I dreamt about you again yesterday night. We were arguing in my room this time, just tearing each other apart. I felt like we weren’t really looking at each other, but at each other’s reflections. So we could never strike bottom, if that makes sense. But then you noticed this butterfly on the wall. It was stupidly big, as big as a toilet lid, its wings blue and black. You said, “I like that.” In response I said, “That’s a butterfly.” You looked at me the way you do, like I’m a dog that’s slow to learn, and said, “That’s a rather obvious statement.” I loved you when you said that. I don’t know what my point is. It reminded me of a fairy tale my mom used to read to me when I was sick. I don’t remember what happened, really, just the last line: “When it was all over, the three beautiful daughters and their three beautiful dogs burst out laughing.” What do you think? Will you forgive me?
I miss you. Talk soon.
Ted.
Following the end of my relationship with Ted, I found myself mimicking his mother. On my days off work I laid in bed, letting soap operas lull me to sleep mid-afternoon, ducking beneath the sunlit waves of other people’s sentimentalities, their whispers and raised voices. When I ate, it was with grim purpose. Some nights I sobbed, though I took care not to wake Gemma. As with the end of all my relationships, I was unable to shake the feeling of something newly missing, of a vacancy in my head like the tender slot left behind by a freshly-pulled tooth.

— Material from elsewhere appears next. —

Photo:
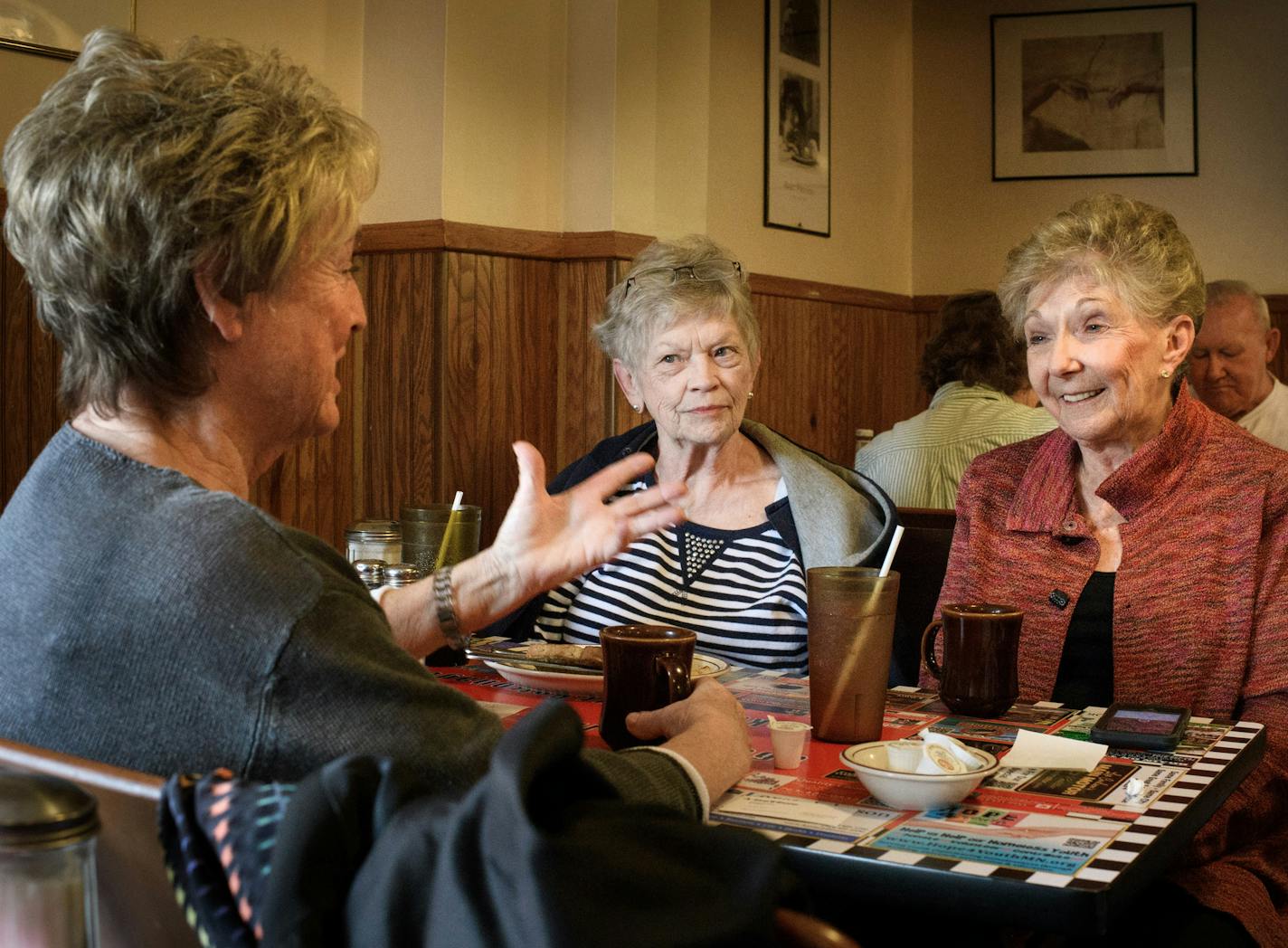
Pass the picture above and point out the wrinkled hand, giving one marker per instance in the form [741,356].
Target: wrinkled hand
[708,729]
[547,540]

On my way home from work on a Friday evening, I ran into Ted’s best friend, David Biedermann, on the subway. It had been raining, and the city outside the windows dripped and steamed.
David Biedermann invited me to sit down next to him. Immediately we spoke of Ted.

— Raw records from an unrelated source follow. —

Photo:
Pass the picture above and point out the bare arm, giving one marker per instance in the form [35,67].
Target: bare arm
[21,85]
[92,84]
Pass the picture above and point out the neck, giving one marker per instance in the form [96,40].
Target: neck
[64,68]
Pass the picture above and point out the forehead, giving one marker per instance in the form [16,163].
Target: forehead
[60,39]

I thought of the nights I held him, moody and tearful, in the backseat of his car, his ill-proportioned head in my lap, and the potential I had to split it open like an apple.
In the grey light of the subway, I felt as if Ted and I were one. I understood him like I understood myself—how sensitive he was, how easily wounded. I thought of the nights I held him, moody and tearful, in the backseat of his car, his ill-proportioned head in my lap, and the potential I had to split it open like an apple. I thought, too, of his practiced faraway looks and of my own unhappiness always nestled, hidden, behind his.

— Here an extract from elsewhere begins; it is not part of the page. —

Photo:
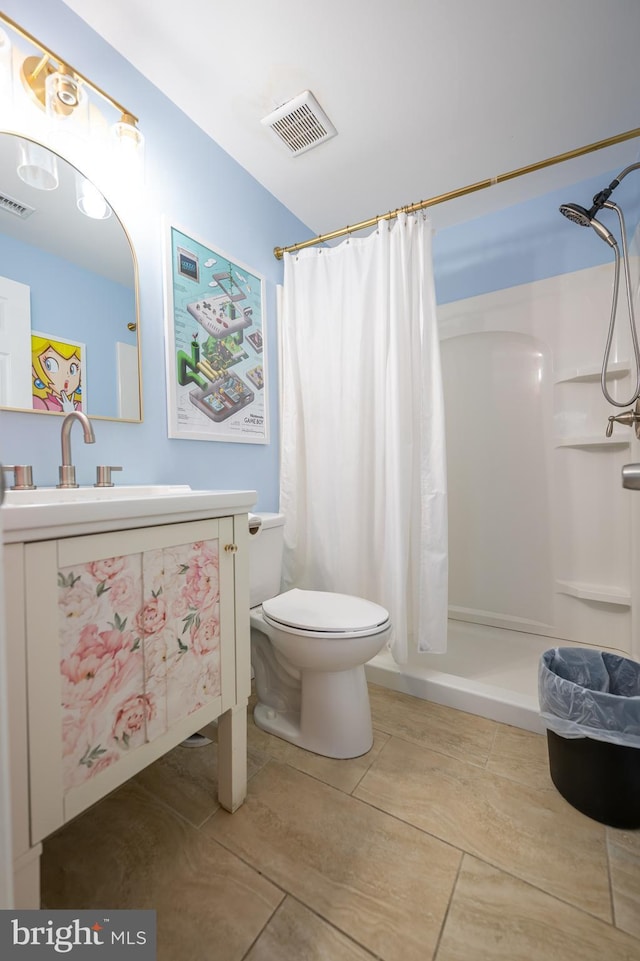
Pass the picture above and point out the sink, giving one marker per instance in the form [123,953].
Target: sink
[72,495]
[49,512]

I pulled out my phone and explained to David Biedermann the matter of Ted’s 23 emails. I asked him if he could do me a favour and pass along a message to Ted. David Biedermann replied that he’d been completely unaware that all this had been happening, that Ted had seemed to him preoccupied and somewhat crestfallen as of late, but he’d appeared to be of sound mind. He was shocked, but he agreed to pass along my message.
“Please tell him I’m no longer interested in hearing what he has to say,” I said.
“This’ll kill him,” said David Biedermann.
In the same instant as Ted’s death—even as David Biedermann said goodbye and adjusted a pair of rimless glasses further up his nose, even as he stood to leave at Osgoode station, his manner of walking awkward and lumbering—I found myself holding the rest of my life in my hands as if cupping a beautiful golden ball, its weight and the coldness of its surface directly proportional to how much I both loved and hated Ted, how much he’d hurt me and how much I, in turn, was inclined to hurt him, and in its immaculately polished surface I could see none other than David Biedermann himself and what appeared to be our very own blonde-haired twin boys, Ethan and Evan Biedermann, the four of us and our Bernese Mountain Dog lined up on the staircase of our single-family home with a fully-fenced backyard, each one of us smiling at the photographer’s request, each one of us proud to be a Biedermann.
Neither I nor David Biedermann were blonde, however, and so I allowed the ball to slip, gleaming, from my hands and instead of rolling across the floor of the train like an oversized marble, it shattered and burst and was lost forever.